Publicado por: JM às abril 27, 2005 11:31 PM

Eu não digo mal. Critico uma coisa ou outra, mas não digo mal.
Publicado por: Luís Lavoura às abril 27, 2005 09:30 AM:
Criticar emitindo uma opinião contrária é dizer mal de uma coisa ou de uma opinião. É um acto normal da crítica. Provavelmente o que você queria dizer é que não insulta, não fulaniza as questões nem é virulento quando critica.
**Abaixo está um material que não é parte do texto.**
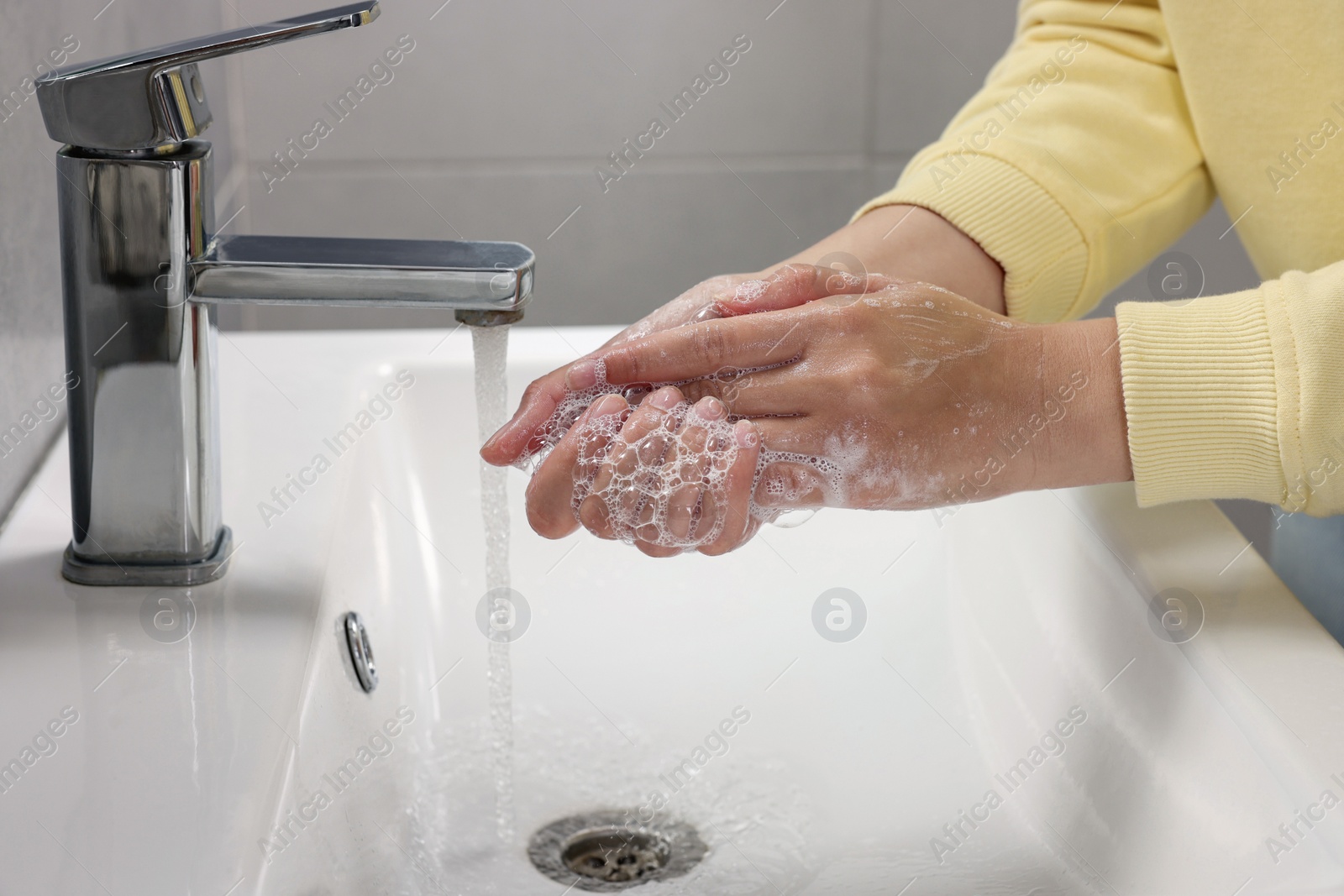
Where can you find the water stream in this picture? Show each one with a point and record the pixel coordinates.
(490, 345)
Publicado por: Joana às abril 27, 2005 11:52 PM

Outra coisa: Imagine que eu contrariava uma opinião sua sobre algo da Física ... por exemplo ... o Princípio da Incerteza de Heisenberg.
Imagine que eu lhe dizia que aquela coisa de não se conseguir ver um electrão porque ao iluminá-lo, um fotão lhe dava um pontapé e o tirava do sítio, era uma ideia futebolística sem cabimento ... era uma questão de arranjar um microscópico com poder de ampliação bastante.
Você respondia falando em momentos lineares, Schrödingers, etc. e em insistia nos chutos e nas bolinhas a andarem à volta dos núcleos e nos fotões que como não tinham massa não faziam mossa ... etc., etc., etc..
Às vezes pode tornar-se complicado dirimir questões com pessoas que não estão a par dos princípios básicos de uma dada ciência.
Não pense que apenas a Física é uma ciência. A Economia também é. E não é apenas uma diferença de âmbito, é também uma diferença de metodologia de abordagem.